Although NHS graduates may be realizing their own dream of graduating from college, Johnson advised them to now adopt a new dream, emphasizing the critical role graduates will play in the health care field and how that can inform this dream.

“You’re entering professions where you are desperately needed, in a time of great specialization and great uncertainty,” Johnson said.

The service component of health care should inform graduates’ approach to their work, Johnson said. She noted the academic organization of the NHS, a school that serves as an umbrella for diverse professions dedicated to improving the human condition, ranging from health care management and policy to human science.

“As health care professionals, every day you will have the great opportunity to lose yourself in the service of others,” Johnson said. “And in return, you will find yourself again, every day.”

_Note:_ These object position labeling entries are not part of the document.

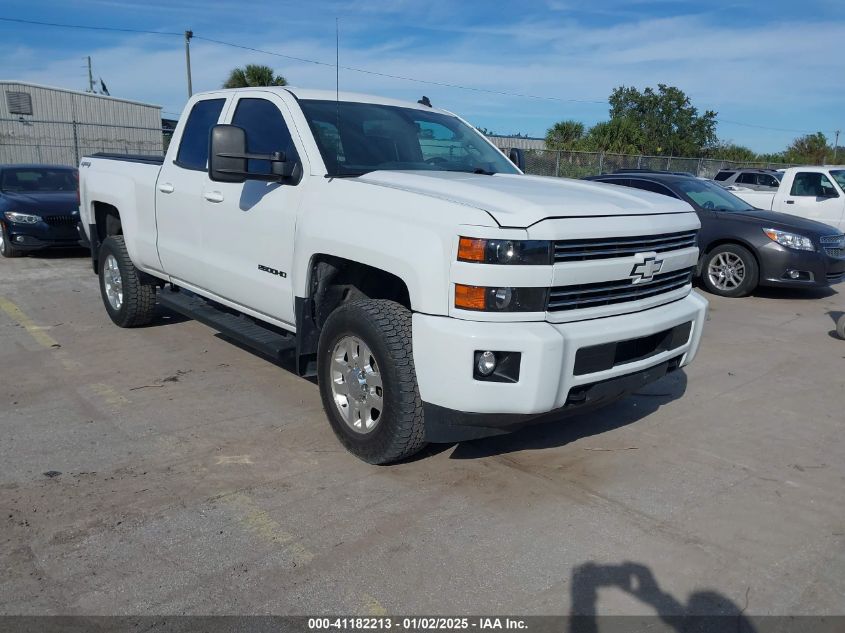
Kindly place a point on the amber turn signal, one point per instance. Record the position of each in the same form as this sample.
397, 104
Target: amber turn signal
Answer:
470, 297
471, 249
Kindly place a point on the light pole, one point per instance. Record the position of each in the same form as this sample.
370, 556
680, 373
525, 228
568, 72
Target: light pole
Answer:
188, 36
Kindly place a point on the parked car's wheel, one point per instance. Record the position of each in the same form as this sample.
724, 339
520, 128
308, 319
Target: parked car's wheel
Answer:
730, 270
6, 248
129, 302
367, 380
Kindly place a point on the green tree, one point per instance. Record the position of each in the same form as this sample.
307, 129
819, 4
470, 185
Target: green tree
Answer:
564, 134
254, 75
668, 123
618, 136
810, 149
732, 151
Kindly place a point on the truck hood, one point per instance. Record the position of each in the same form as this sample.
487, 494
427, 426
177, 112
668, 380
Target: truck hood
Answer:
519, 201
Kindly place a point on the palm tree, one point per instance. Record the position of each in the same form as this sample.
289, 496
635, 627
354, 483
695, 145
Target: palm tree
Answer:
253, 75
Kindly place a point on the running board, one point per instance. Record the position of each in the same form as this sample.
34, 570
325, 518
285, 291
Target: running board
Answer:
239, 328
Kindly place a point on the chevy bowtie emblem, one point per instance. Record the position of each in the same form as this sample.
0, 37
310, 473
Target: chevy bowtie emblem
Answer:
646, 271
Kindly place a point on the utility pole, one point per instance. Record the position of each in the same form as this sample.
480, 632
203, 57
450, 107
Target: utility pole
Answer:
90, 76
188, 36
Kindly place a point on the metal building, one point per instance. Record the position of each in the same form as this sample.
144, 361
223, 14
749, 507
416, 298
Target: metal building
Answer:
40, 124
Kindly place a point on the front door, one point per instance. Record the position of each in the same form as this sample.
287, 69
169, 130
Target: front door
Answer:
178, 195
814, 196
248, 228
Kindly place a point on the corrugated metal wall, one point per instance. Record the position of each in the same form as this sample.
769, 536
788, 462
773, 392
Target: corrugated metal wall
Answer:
65, 125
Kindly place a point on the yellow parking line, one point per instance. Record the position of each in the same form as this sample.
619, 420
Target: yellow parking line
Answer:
263, 525
35, 331
372, 606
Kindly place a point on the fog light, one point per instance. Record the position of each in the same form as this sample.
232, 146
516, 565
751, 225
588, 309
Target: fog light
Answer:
486, 364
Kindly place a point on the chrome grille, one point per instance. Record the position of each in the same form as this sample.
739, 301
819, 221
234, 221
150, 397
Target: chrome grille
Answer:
608, 292
61, 220
605, 248
833, 245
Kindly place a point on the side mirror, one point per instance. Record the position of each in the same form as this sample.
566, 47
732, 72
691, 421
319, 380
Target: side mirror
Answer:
227, 154
228, 159
517, 157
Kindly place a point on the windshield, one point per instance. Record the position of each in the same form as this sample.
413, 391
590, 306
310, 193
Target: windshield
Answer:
711, 196
29, 180
356, 138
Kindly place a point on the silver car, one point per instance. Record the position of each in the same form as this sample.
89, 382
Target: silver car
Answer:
757, 179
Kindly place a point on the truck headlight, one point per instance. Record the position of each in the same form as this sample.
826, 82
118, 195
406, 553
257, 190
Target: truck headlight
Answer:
481, 251
790, 240
500, 299
17, 217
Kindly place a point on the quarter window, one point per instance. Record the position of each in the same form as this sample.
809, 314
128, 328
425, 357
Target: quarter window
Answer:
647, 185
193, 148
812, 184
266, 132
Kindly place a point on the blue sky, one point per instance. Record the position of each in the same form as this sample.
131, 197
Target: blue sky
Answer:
772, 64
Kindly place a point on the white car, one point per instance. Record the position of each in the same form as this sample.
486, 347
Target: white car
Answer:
817, 193
437, 293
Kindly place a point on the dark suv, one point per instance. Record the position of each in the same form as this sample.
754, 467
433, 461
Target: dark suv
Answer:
39, 208
743, 247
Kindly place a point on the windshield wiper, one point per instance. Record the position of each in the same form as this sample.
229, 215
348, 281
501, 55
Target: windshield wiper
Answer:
348, 175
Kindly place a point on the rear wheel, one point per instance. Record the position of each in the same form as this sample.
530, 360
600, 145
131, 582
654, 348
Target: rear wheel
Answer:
6, 248
367, 380
730, 270
129, 301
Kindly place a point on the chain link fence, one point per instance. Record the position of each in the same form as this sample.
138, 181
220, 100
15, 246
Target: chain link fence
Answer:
65, 142
579, 164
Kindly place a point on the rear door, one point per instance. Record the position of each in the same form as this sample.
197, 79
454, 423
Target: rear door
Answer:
811, 194
179, 193
248, 228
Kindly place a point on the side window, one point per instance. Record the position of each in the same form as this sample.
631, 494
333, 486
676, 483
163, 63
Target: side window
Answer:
654, 187
266, 131
193, 148
813, 185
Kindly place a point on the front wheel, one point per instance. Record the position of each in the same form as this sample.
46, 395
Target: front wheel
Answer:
129, 301
730, 270
367, 380
6, 248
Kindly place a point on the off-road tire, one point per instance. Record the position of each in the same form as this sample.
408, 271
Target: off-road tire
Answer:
139, 298
751, 274
6, 248
385, 326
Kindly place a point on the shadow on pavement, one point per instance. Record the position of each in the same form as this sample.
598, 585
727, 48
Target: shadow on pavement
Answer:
704, 611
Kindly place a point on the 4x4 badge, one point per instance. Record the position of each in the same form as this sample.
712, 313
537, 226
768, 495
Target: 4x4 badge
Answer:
646, 270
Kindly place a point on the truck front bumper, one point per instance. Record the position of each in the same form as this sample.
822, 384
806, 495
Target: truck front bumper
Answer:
552, 375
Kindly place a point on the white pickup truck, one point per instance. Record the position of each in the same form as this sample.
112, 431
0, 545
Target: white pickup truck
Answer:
437, 293
817, 193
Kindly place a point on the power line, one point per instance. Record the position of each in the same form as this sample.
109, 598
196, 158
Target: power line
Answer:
89, 28
362, 70
401, 77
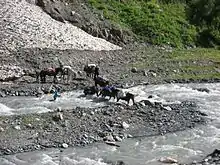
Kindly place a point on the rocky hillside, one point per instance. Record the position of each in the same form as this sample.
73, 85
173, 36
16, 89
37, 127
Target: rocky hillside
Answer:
24, 25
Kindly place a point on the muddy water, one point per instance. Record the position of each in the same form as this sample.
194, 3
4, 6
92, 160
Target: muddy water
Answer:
183, 146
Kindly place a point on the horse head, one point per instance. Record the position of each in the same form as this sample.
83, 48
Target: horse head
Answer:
59, 69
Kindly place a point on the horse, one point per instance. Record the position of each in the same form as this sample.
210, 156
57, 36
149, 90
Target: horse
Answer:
127, 97
110, 91
49, 72
91, 91
69, 72
92, 70
101, 81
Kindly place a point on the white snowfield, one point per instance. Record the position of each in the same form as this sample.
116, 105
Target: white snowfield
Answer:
27, 25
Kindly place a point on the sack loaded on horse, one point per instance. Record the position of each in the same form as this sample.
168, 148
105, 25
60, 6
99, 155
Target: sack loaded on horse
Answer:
101, 81
110, 91
91, 91
92, 70
49, 72
128, 96
68, 73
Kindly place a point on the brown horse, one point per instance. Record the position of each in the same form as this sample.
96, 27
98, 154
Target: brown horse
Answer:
49, 72
91, 70
101, 81
127, 97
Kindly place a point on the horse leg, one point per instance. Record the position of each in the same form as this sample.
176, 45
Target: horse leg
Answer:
44, 79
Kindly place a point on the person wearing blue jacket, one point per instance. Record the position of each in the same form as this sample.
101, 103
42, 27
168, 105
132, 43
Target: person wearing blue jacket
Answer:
56, 93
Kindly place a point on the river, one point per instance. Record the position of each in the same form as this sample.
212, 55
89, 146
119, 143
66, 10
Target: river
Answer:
184, 146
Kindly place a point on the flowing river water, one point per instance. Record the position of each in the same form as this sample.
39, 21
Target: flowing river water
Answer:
184, 146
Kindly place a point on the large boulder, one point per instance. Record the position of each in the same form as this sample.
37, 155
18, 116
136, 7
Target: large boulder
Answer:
10, 72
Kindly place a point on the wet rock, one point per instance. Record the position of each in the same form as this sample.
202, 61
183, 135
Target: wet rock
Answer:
125, 125
64, 145
168, 160
29, 125
58, 116
2, 94
167, 108
17, 127
117, 138
202, 90
111, 143
109, 138
134, 70
2, 129
147, 102
59, 109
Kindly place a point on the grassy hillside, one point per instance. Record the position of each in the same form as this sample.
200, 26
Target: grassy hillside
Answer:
194, 64
152, 22
178, 23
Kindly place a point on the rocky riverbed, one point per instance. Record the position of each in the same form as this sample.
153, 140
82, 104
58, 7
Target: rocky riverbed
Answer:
84, 126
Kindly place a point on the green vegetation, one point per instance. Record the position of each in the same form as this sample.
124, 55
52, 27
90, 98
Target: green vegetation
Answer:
199, 63
178, 23
206, 16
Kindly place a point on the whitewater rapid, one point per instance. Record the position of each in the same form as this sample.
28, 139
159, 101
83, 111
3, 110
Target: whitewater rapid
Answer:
184, 146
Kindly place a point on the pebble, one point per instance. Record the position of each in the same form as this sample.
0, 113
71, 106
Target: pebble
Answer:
64, 145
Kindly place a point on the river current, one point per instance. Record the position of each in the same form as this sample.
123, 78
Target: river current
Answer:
184, 146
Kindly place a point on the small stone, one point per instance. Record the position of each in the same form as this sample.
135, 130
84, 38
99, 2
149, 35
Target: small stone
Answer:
109, 138
59, 109
17, 127
129, 136
134, 70
117, 138
2, 129
64, 145
168, 160
125, 125
29, 125
167, 108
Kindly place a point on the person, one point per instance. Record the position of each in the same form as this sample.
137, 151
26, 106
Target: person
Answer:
96, 73
56, 93
60, 63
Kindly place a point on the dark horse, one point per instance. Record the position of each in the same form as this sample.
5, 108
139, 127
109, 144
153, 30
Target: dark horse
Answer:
49, 72
91, 70
110, 91
101, 81
91, 91
127, 97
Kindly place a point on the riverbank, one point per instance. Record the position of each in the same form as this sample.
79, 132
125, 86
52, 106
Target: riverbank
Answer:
84, 126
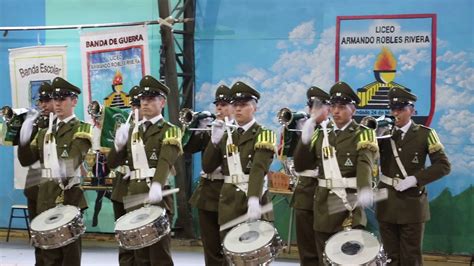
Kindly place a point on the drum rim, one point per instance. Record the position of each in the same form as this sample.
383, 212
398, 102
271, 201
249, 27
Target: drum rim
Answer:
325, 255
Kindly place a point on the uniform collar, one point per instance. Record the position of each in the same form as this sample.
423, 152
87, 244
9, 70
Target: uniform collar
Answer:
153, 120
66, 120
248, 125
405, 127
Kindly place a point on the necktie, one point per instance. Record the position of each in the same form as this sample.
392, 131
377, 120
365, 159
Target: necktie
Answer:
146, 125
397, 135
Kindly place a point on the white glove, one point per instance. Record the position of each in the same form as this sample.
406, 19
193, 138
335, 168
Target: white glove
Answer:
121, 136
155, 195
365, 197
205, 122
408, 182
217, 131
300, 123
254, 210
27, 127
308, 129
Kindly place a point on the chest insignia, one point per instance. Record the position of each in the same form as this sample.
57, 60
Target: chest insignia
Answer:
348, 162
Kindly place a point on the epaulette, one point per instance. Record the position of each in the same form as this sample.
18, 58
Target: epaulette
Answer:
315, 136
367, 139
266, 139
84, 131
434, 144
173, 136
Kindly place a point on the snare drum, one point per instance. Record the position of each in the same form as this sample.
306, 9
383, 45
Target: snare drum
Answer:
252, 243
142, 228
57, 227
354, 247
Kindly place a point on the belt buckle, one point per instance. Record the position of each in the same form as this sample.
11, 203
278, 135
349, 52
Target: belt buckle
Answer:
329, 183
235, 178
395, 181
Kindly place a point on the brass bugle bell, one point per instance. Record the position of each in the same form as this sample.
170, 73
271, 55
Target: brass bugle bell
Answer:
187, 116
286, 116
94, 109
7, 113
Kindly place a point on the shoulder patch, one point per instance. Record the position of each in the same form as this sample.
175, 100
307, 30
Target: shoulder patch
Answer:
367, 139
173, 136
83, 131
434, 144
266, 139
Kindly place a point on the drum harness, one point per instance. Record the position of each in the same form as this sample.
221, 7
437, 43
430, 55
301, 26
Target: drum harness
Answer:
237, 176
51, 168
393, 181
333, 178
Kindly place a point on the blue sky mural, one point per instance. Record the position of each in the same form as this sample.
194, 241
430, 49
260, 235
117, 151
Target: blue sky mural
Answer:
283, 48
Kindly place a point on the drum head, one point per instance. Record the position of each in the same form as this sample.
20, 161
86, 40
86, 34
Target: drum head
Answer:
54, 217
249, 236
138, 218
354, 247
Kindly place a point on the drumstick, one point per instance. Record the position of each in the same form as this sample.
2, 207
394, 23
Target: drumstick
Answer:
265, 208
335, 204
139, 199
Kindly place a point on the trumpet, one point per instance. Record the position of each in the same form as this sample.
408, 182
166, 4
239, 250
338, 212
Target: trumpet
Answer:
94, 109
187, 116
381, 125
286, 116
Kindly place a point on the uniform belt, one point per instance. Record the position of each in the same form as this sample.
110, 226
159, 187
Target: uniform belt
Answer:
345, 182
214, 176
391, 181
236, 179
142, 173
309, 173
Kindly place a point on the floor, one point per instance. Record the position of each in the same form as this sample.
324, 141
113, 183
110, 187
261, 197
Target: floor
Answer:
18, 252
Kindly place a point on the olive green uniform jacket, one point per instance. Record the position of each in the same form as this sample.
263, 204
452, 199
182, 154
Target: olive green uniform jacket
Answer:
162, 142
411, 205
356, 152
256, 147
73, 140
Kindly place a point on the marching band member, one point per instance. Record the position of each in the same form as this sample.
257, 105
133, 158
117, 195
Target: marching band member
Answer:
303, 195
30, 128
61, 149
206, 196
345, 156
244, 156
121, 182
150, 149
403, 215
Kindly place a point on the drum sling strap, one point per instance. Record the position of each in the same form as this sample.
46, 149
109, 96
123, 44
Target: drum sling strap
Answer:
397, 158
331, 168
140, 161
234, 164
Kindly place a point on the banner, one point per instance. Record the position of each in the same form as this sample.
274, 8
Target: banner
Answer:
376, 53
29, 67
113, 62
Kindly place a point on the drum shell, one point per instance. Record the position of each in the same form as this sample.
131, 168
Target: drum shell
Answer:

Volunteer service, whether in health care, social justice or politics, defined Johnson’s life, she said. She encouraged graduates to seek the same commitment to volunteer service in their own lives.

“There is simply no way to measure the joy that comes from helping a child to see, nurses to heal, schools and universities to succeed, migrant workers to get an education, gardens to grow, social justice to be advanced, your candidate to win and mostly, especially, your own children to thrive,” Johnson said. “But no matter the calling, the satisfaction of believing I might have left someone’s world a better place than I found it has made my life worth living.”

Johnson’s challenge to “keep living a purpose-driven life” centered on a commitment to service, recalling the dedication of Florence Nightingale, the founder of the modern nursing profession,  to revolutionizing the field of nursing.

“All of you must be as motivated as Florence Nightingale was to change and enhance knowledge and skills to meet expanding health care roles and health care systems,” Johnson said.

Johnson recalled her father’s fight to pass Medicare during his presidency and the need to continue the work to improve the country’s health care system in light of an aging population.

“The need for a more just health care system remains. The work continues. The Affordable Care Act had, has and will continue to have fierce opposition,” Johnson said. “Regardless of the political culture, nurses and health studies professionals have to continue their mission to be a force of reason for good.”

Despite the growing need for an improved health care system, a shortage of health care professionals and continued dedication to promoting wellness, Johnson said Georgetown graduates are ready for the challenge.

“Georgetown has prepared you to go to the frontline of crisis in health care,” she said. “With your help, the dream of a more affordable, effective health care system for all of us can come true.”

Correction: A previous version of this article called the School of Nursing and Health Studies the School of Nursing and Health Sciences in the photo caption.